# So Why DID YOU Join Alpinezone????



## thetrailboss (Apr 12, 2005)

For me:  Greg's AZ challenge roped me in...the discussion when I first visited was real good...I like the forums because one gets "insider info" about conditions in the mtns, etc. :wink:   But it has grown to so much more...I've made some great friends, gone on four AZ days, and had a great time!  :beer:


----------



## bvibert (Apr 12, 2005)

Hmmm... what if more than one apply?? 

I would vote for at least the first 4, and maybe 6 and 7   :beer:

And where is the choice for "I hate DH skiing and I want to educate everyone on how XC is superior!"


----------



## thetrailboss (Apr 12, 2005)

bvibert said:
			
		

> And where is the choice for "I hate DH skiing and I want to educate everyone on how XC is superior!"
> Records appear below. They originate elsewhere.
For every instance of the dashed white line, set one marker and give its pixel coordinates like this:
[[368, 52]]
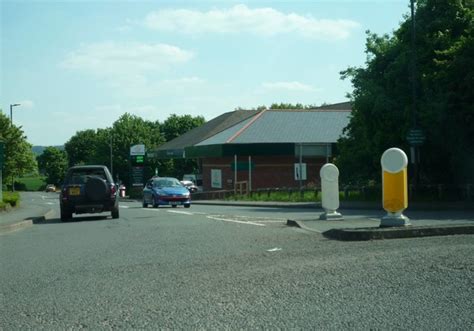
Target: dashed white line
[[180, 212], [233, 221]]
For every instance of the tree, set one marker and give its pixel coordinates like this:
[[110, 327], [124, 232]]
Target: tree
[[127, 131], [382, 116], [175, 125], [82, 147], [53, 163], [19, 157]]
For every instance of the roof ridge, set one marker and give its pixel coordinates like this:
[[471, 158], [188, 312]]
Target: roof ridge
[[238, 133]]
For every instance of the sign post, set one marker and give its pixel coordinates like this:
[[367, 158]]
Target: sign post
[[137, 161], [1, 169]]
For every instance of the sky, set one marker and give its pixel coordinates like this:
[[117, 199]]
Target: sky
[[76, 65]]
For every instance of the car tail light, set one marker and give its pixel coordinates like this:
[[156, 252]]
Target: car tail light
[[113, 191], [64, 193]]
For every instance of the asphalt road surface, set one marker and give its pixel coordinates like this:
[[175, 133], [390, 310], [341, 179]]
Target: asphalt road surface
[[211, 267]]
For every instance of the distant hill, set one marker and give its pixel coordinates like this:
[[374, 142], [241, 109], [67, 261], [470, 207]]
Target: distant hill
[[38, 150]]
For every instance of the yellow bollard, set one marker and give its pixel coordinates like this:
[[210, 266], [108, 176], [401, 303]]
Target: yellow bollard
[[394, 187]]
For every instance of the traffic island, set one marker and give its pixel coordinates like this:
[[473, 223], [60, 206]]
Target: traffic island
[[377, 233]]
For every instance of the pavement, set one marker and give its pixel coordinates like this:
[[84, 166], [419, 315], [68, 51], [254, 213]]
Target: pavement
[[22, 216], [361, 221]]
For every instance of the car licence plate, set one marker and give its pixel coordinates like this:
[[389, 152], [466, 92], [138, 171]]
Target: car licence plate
[[74, 191]]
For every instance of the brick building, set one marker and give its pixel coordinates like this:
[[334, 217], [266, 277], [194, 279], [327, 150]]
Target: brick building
[[262, 149]]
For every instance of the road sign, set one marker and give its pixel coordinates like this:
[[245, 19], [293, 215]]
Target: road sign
[[416, 137], [137, 160], [1, 153], [137, 150]]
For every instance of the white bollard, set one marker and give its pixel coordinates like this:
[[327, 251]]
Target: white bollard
[[330, 192]]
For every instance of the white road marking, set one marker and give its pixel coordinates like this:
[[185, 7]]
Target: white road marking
[[233, 221], [276, 249], [180, 212]]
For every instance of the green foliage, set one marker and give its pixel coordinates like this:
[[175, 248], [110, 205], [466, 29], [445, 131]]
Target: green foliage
[[53, 163], [31, 183], [11, 198], [18, 156], [279, 196], [175, 125], [81, 148], [382, 104], [95, 147]]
Yes, that individual would not be able to vote  :wink:


----------



## ctenidae (Apr 12, 2005)

I joined because all you guys seemed so nice, and knowledgeable, and caring, and all around wonderful.

Boy did I ever peg that one wrong.

Honestly, seemed like there was some good info/discussion here (which there is) and I wanted to brush up as I got back into skiing. First full season in over 18 years.


----------



## thetrailboss (Apr 12, 2005)

ctenidae said:
			
		

> I joined because all you guys seemed so nice, and knowledgeable, and caring, and all around wonderful.
> 
> Boy did I ever peg that one wrong.



We're not wonderful?  :wink:  :lol:


----------



## Joshua B (Apr 12, 2005)

I wanted an alternative to Snowjournal's NELSAP board. I was upset about what I saw as personal bias and conflict of interest affecting their moderating. I didn't see that here.
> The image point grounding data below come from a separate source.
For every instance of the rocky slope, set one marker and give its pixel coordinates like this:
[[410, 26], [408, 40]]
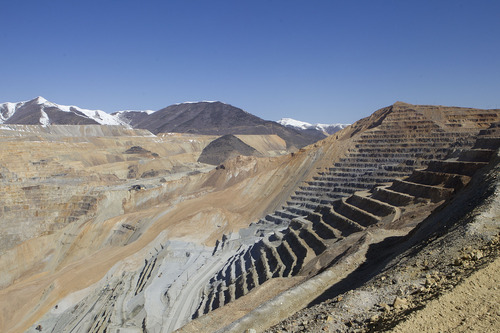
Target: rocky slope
[[327, 129], [216, 118], [224, 148], [39, 111], [135, 258]]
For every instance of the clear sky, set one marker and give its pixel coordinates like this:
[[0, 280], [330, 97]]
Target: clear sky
[[316, 61]]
For the most part I'm mainly interested in the forums, not the site content.


----------



## ctenidae (Apr 12, 2005)

You are, *trailboss*, you are.

:beer:


----------



## Charlie Schuessler (Apr 12, 2005)

I'm not sure if I really joined anything...however, I enjoy using the site to learn things as well as read forum opinions of others who enjoy the outdoors as much as I do...


----------



## hammer (Apr 12, 2005)

I had to look at my early posts to find out what the initial draw was (I've been really suffering from CRS lately).

I guess the chance to ask questions on the AZ challenge and get info on ski areas in New England was what initially got me to register.  The overall tone of the posts (aside from the very occasional troll) and the willingness of the forum members to provide advice (no matter how dumb the question) has been what's kept me around.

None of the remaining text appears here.